JournalAnnals of Global Health
Article typeJournal research article – Clinical research
Publication date – Feb – 2021
Authors – Manisha B. Bhatia , Srivarshini C. Mohan, Kevin J. Blair, Marissa A. Boeck, Ashish Bhalla, Sristi Sharma, Irene Helenowski, Leah C. Tatebe, Benedict C. Nwomeh, Mamta Swaroop
Keywordscapacities, Haryana, trauma
Open access – Yes
SpecialityHealth policy, Trauma surgery
World region Southern Asia
Country: India
Language – English
Submitted to the One Surgery Index on February 26, 2021 at 12:00 am
Abstract:

Abstract
Background: Trauma is a major global health problem and majority of the deaths occur in low- and middle-income countries (LMICs), at even higher rates in the rural areas. The three-delay model assesses three different delays in accessing healthcare and can be applied to improve surgical and trauma healthcare delivery. Prior to implementing change, the capacities of the rural India healthcare system need to be identified.

Objective: The object of this study was to estimate surgical and trauma care capacities of government health facilities in rural Nanakpur, Haryana, India using the Personnel, Infrastructure, Procedures, Equipment and Supplies (PIPES) and International Assessment of Capacity for Trauma (INTACT) tools.

Methods: The PIPES and INTACT tools were administered at eight government health facilities serving the population of Nanakpur in June 2015. Data analysis was performed per tool subsection, and an overall score was calculated.
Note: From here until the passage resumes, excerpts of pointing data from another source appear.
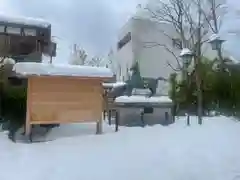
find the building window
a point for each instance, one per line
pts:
(177, 43)
(13, 30)
(124, 41)
(29, 32)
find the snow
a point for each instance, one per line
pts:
(114, 85)
(24, 20)
(175, 152)
(143, 99)
(45, 69)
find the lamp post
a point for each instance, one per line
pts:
(216, 43)
(186, 56)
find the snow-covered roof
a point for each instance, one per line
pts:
(8, 61)
(24, 20)
(44, 69)
(143, 99)
(114, 85)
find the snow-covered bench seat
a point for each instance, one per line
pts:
(138, 110)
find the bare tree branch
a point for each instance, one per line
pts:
(154, 44)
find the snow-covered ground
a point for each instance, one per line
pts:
(175, 152)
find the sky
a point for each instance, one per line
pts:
(93, 25)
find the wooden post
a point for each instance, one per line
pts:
(99, 126)
(116, 121)
(28, 115)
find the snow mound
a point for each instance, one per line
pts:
(176, 152)
(44, 69)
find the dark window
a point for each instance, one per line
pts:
(177, 43)
(124, 40)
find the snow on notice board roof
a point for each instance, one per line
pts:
(143, 99)
(44, 69)
(24, 20)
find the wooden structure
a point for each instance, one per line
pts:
(61, 96)
(111, 91)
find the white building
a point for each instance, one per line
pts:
(154, 62)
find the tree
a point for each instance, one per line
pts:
(79, 56)
(192, 21)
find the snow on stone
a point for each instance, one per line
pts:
(143, 99)
(24, 20)
(175, 152)
(114, 85)
(44, 69)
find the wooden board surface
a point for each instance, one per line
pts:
(64, 100)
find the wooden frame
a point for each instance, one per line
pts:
(59, 99)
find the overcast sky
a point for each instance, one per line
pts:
(91, 24)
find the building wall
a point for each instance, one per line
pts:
(153, 61)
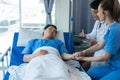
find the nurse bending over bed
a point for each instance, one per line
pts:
(108, 10)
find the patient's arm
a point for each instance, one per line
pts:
(28, 57)
(67, 56)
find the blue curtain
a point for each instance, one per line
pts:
(48, 8)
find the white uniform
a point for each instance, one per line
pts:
(97, 34)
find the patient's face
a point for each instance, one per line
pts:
(50, 32)
(94, 14)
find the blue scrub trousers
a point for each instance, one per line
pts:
(104, 73)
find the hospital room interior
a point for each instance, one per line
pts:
(24, 20)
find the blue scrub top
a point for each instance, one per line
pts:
(37, 43)
(112, 44)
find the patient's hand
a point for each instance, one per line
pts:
(78, 54)
(91, 42)
(41, 52)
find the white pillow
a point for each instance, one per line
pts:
(26, 34)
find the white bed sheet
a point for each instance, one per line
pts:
(47, 67)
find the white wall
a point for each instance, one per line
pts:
(62, 14)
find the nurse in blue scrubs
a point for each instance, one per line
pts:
(109, 11)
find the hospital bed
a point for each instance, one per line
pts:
(16, 58)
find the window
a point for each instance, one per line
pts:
(33, 14)
(24, 13)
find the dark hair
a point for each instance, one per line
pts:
(95, 4)
(113, 7)
(49, 26)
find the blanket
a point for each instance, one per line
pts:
(46, 67)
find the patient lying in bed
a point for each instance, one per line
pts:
(45, 60)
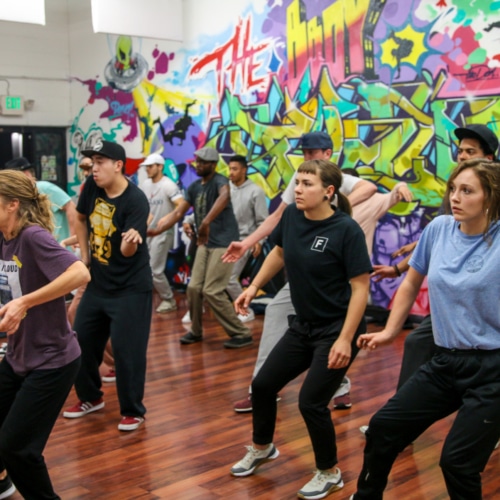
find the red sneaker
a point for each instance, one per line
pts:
(109, 377)
(83, 407)
(130, 423)
(342, 402)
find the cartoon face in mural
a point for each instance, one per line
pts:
(126, 69)
(388, 80)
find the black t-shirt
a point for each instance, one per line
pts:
(224, 228)
(107, 219)
(320, 259)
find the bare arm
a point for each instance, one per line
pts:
(273, 263)
(237, 248)
(405, 297)
(71, 215)
(341, 352)
(13, 312)
(381, 272)
(361, 192)
(82, 235)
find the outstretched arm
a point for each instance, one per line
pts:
(405, 297)
(238, 248)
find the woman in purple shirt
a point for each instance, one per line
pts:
(43, 355)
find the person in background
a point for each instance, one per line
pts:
(63, 207)
(250, 210)
(43, 355)
(325, 256)
(315, 145)
(459, 252)
(216, 227)
(117, 304)
(163, 196)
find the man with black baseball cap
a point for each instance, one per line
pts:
(476, 140)
(111, 230)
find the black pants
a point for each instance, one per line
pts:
(301, 347)
(419, 348)
(467, 381)
(29, 407)
(127, 319)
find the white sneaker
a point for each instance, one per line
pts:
(167, 306)
(321, 485)
(249, 317)
(253, 459)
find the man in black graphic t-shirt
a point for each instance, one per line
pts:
(111, 230)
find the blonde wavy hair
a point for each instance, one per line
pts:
(34, 207)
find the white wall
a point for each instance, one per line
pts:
(35, 61)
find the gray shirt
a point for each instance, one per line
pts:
(249, 206)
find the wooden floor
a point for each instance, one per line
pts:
(192, 436)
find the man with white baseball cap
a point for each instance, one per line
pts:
(163, 196)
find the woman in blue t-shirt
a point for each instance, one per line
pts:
(460, 254)
(326, 259)
(43, 355)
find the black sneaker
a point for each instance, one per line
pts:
(191, 338)
(7, 489)
(237, 342)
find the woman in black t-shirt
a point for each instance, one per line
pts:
(327, 263)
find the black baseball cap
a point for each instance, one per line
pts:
(20, 163)
(487, 139)
(108, 149)
(316, 140)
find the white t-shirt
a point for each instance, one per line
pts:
(161, 196)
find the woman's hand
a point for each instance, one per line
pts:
(370, 341)
(340, 354)
(11, 315)
(243, 301)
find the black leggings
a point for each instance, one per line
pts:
(301, 348)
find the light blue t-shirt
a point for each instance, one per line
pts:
(464, 284)
(58, 198)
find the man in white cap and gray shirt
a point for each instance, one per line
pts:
(163, 196)
(216, 227)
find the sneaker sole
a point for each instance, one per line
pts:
(189, 342)
(335, 487)
(249, 472)
(243, 410)
(68, 414)
(239, 346)
(129, 427)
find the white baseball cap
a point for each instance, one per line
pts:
(153, 159)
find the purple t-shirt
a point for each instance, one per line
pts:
(44, 339)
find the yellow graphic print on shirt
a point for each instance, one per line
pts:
(101, 222)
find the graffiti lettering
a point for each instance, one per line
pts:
(479, 72)
(120, 109)
(236, 59)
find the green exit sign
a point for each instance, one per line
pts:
(13, 102)
(12, 105)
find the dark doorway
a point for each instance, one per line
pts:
(44, 147)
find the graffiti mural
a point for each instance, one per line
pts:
(388, 80)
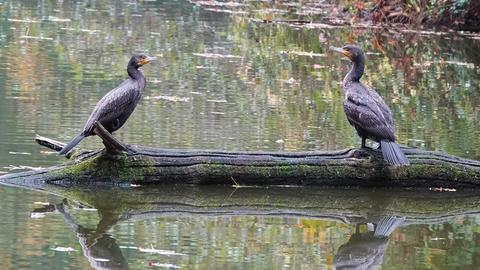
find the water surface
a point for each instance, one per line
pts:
(227, 78)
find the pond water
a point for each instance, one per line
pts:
(231, 77)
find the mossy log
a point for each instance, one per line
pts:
(349, 167)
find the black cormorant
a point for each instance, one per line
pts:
(113, 110)
(367, 111)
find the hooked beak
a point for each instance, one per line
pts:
(147, 60)
(340, 50)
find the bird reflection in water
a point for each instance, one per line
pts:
(366, 250)
(101, 250)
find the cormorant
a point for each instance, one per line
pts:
(113, 109)
(366, 110)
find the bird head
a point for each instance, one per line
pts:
(140, 59)
(352, 52)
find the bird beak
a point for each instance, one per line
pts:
(344, 52)
(147, 60)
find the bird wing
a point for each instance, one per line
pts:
(113, 105)
(364, 112)
(387, 113)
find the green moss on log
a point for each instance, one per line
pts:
(105, 167)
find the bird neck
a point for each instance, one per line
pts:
(356, 72)
(134, 73)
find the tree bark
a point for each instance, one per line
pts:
(348, 167)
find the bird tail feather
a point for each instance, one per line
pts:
(393, 154)
(71, 144)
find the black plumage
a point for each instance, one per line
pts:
(113, 109)
(366, 110)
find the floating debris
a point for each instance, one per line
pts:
(217, 55)
(63, 249)
(170, 98)
(20, 153)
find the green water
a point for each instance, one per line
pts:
(228, 81)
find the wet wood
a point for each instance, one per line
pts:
(348, 167)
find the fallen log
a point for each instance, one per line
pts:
(349, 167)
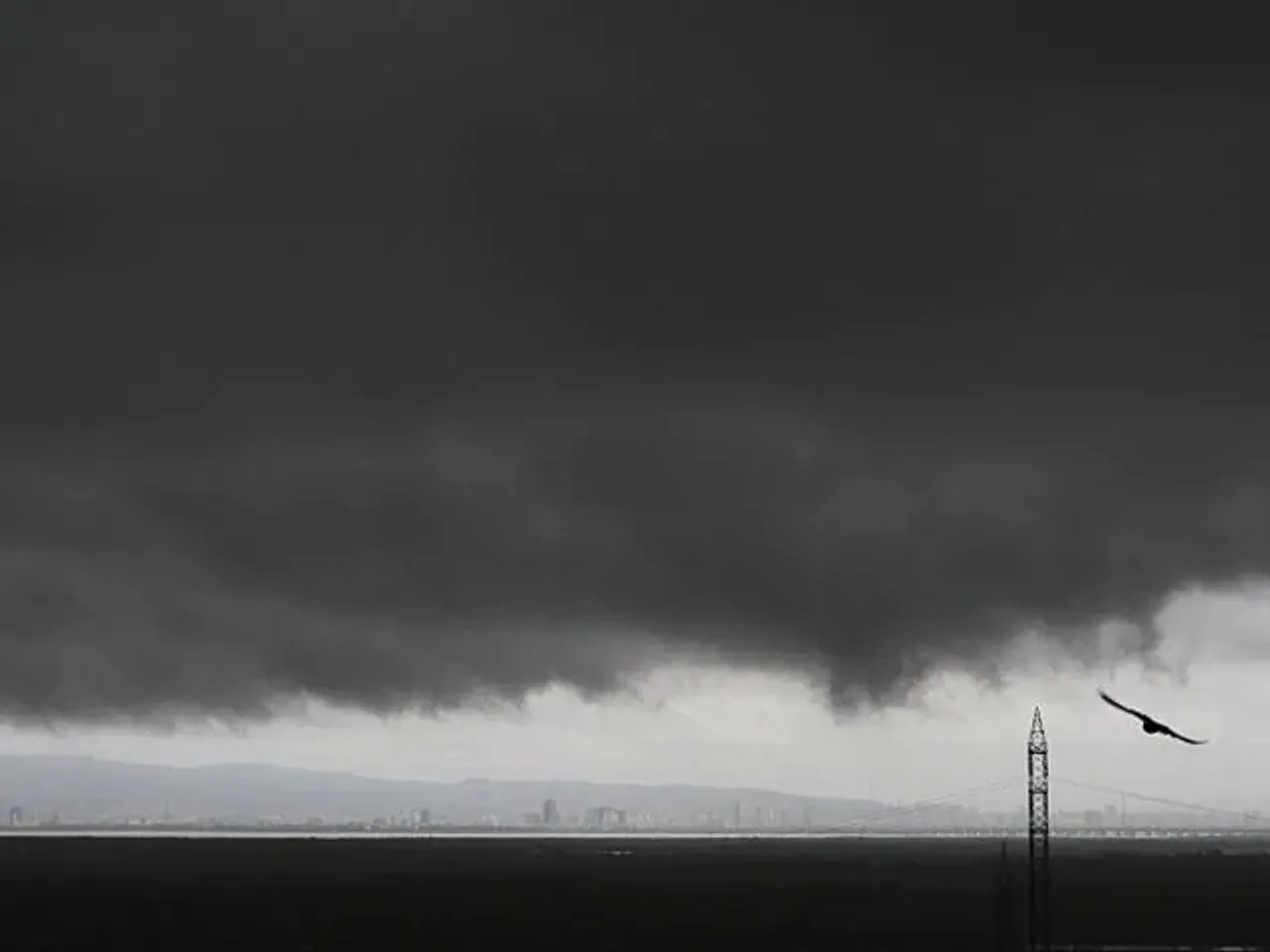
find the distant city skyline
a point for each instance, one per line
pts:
(721, 728)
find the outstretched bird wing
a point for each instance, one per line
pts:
(1116, 705)
(1183, 738)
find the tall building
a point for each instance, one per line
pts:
(550, 812)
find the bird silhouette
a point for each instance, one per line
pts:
(1150, 725)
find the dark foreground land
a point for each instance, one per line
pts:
(615, 893)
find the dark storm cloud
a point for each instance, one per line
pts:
(412, 352)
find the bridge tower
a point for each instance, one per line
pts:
(1038, 835)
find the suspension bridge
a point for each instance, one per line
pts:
(978, 811)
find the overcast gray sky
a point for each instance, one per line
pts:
(403, 354)
(715, 726)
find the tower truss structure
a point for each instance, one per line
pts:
(1038, 835)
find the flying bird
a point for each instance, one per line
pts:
(1148, 724)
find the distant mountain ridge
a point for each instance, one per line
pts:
(89, 788)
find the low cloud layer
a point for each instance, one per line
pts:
(444, 350)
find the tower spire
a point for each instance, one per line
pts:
(1038, 835)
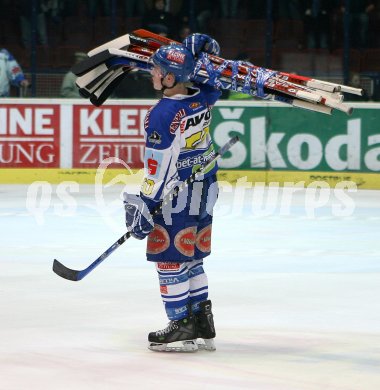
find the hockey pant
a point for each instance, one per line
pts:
(182, 285)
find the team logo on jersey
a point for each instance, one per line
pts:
(147, 116)
(184, 241)
(158, 240)
(194, 105)
(152, 162)
(155, 138)
(175, 56)
(195, 120)
(203, 241)
(147, 186)
(177, 120)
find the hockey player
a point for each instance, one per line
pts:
(177, 142)
(10, 73)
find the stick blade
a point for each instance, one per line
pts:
(66, 273)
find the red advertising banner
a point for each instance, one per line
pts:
(110, 131)
(30, 136)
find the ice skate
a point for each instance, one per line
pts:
(205, 327)
(178, 336)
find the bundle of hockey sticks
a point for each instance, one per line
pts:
(107, 65)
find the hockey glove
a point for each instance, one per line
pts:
(201, 42)
(138, 219)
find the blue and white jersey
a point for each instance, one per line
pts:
(177, 139)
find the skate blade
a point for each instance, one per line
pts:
(206, 344)
(177, 346)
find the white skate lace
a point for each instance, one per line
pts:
(171, 325)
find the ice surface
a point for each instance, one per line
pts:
(295, 288)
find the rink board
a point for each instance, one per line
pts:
(239, 177)
(59, 140)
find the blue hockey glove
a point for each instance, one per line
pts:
(201, 42)
(138, 219)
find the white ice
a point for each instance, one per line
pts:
(294, 281)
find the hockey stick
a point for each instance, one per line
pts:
(75, 275)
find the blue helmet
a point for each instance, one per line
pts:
(176, 59)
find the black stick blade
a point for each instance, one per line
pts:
(65, 272)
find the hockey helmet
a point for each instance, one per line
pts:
(176, 59)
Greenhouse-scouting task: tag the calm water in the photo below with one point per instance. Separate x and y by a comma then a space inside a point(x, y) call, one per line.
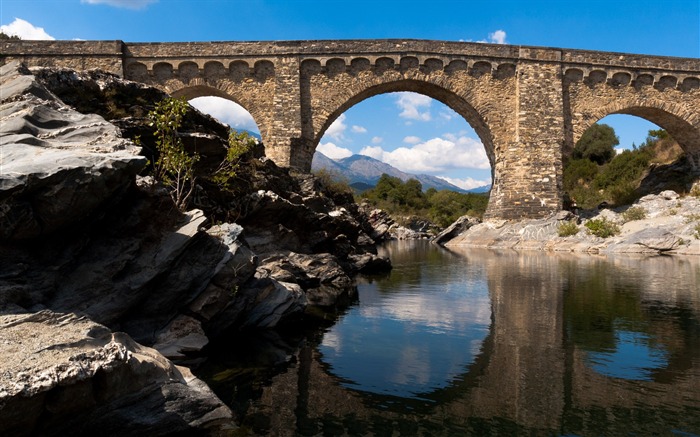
point(477, 342)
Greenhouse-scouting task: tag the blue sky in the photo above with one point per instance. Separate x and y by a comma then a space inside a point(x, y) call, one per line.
point(409, 131)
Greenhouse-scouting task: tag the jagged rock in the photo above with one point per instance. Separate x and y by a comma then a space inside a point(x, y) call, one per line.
point(460, 225)
point(59, 166)
point(369, 263)
point(658, 240)
point(182, 336)
point(265, 303)
point(70, 376)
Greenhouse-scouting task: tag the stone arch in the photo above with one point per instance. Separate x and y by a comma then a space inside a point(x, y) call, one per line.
point(239, 70)
point(264, 70)
point(682, 124)
point(162, 71)
point(214, 69)
point(188, 70)
point(191, 92)
point(456, 102)
point(137, 71)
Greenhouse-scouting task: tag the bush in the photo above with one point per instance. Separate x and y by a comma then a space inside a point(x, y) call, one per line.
point(334, 185)
point(634, 213)
point(174, 166)
point(602, 228)
point(239, 143)
point(567, 229)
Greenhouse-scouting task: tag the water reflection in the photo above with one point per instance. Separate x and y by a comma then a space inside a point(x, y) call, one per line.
point(412, 334)
point(523, 343)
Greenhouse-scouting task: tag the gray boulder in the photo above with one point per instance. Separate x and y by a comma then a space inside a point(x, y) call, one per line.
point(69, 375)
point(59, 166)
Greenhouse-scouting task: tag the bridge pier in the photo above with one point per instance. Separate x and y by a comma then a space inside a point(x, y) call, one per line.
point(528, 169)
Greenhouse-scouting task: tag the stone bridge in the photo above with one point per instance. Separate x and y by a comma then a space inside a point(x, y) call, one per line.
point(529, 105)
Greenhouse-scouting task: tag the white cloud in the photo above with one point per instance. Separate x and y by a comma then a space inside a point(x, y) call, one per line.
point(498, 37)
point(411, 105)
point(466, 183)
point(129, 4)
point(433, 156)
point(25, 30)
point(411, 139)
point(334, 152)
point(226, 111)
point(337, 128)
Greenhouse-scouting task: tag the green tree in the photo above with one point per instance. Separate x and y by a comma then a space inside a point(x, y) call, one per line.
point(174, 166)
point(239, 143)
point(4, 36)
point(597, 144)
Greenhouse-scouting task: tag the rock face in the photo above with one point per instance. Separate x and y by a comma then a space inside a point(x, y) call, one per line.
point(671, 224)
point(89, 249)
point(58, 166)
point(70, 375)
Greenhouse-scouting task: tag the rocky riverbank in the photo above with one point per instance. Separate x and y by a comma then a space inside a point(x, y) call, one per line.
point(103, 282)
point(657, 223)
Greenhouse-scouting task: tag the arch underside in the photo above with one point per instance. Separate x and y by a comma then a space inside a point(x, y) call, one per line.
point(683, 126)
point(449, 98)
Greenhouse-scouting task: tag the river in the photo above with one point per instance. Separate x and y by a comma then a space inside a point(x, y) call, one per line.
point(479, 342)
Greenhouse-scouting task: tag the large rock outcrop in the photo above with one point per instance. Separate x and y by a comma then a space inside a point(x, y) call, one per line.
point(58, 165)
point(65, 375)
point(670, 225)
point(89, 249)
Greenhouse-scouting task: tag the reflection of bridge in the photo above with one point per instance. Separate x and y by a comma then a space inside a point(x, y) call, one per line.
point(529, 105)
point(532, 377)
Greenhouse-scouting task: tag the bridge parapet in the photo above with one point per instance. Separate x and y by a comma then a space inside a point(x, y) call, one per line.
point(529, 105)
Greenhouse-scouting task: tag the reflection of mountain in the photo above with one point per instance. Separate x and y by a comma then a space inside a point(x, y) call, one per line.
point(531, 373)
point(366, 170)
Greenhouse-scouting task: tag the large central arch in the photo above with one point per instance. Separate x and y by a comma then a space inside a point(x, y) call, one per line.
point(449, 98)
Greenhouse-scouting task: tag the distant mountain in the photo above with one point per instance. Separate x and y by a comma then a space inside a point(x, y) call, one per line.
point(480, 190)
point(360, 169)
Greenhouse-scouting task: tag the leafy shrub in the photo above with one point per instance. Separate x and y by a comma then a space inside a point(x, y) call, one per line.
point(333, 185)
point(567, 229)
point(634, 213)
point(603, 228)
point(597, 144)
point(239, 143)
point(174, 166)
point(695, 191)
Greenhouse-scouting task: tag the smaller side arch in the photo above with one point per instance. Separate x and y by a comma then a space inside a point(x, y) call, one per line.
point(137, 71)
point(384, 64)
point(187, 70)
point(214, 69)
point(163, 70)
point(264, 70)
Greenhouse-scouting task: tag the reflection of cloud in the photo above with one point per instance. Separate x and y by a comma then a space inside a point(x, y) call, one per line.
point(129, 4)
point(411, 104)
point(226, 111)
point(466, 183)
point(25, 30)
point(441, 315)
point(337, 128)
point(411, 139)
point(433, 156)
point(334, 152)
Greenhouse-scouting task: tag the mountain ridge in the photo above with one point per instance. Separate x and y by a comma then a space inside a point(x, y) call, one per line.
point(367, 170)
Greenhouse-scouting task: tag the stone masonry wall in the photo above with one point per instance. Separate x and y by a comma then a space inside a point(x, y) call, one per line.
point(529, 105)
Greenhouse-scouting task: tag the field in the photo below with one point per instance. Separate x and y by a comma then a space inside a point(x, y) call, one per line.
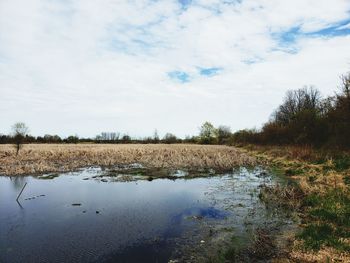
point(43, 158)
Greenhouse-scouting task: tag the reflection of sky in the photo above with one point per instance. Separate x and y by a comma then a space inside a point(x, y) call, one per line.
point(129, 213)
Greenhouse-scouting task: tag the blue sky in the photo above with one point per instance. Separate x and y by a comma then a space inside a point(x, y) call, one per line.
point(82, 67)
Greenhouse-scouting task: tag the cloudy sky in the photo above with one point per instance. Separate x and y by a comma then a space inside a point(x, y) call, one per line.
point(87, 66)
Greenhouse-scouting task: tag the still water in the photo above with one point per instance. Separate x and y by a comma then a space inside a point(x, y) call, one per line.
point(93, 216)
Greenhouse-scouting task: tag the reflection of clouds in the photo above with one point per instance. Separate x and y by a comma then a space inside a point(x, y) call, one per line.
point(18, 181)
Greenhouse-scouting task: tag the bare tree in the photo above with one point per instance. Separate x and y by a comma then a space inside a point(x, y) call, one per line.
point(19, 130)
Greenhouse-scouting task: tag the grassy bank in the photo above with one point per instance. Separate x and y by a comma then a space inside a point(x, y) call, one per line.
point(43, 158)
point(321, 197)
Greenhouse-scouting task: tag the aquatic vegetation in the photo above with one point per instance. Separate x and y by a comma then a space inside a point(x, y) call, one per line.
point(43, 158)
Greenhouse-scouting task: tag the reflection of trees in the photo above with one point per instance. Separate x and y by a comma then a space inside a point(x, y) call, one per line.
point(18, 182)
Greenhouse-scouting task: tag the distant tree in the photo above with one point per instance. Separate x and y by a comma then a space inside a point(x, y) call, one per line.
point(223, 134)
point(170, 138)
point(19, 131)
point(155, 136)
point(72, 139)
point(207, 133)
point(126, 138)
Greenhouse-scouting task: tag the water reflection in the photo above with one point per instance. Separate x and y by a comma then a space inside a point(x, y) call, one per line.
point(132, 221)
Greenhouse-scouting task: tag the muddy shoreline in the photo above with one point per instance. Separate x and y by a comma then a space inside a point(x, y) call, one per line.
point(49, 158)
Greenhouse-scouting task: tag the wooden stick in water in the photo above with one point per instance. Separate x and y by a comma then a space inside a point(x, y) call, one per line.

Higher PIPES or INTACT indices correspond to greater surgical or trauma care capacity, respectively.

Findings: Surgical and trauma care capacities increased with higher levels of care. The median PIPES score was significantly higher for tertiary facilities than primary and secondary facilities [13.8 (IQR 9.5, 18.2) vs. 4.7 (IQR 3.9, 6.2), p = 0.03]. The lower-level facilities were mainly lacking in personnel and procedures.

Conclusions: Surgical and trauma care capacities at healthcare facilities in Haryana, India demonstrate a shortage of surgical resources at lower-level centers. Specifically, the Primary Health Centers were not operating at full capacity. These results can inform resource allocation, including increasing education, across different facility levels in rural India.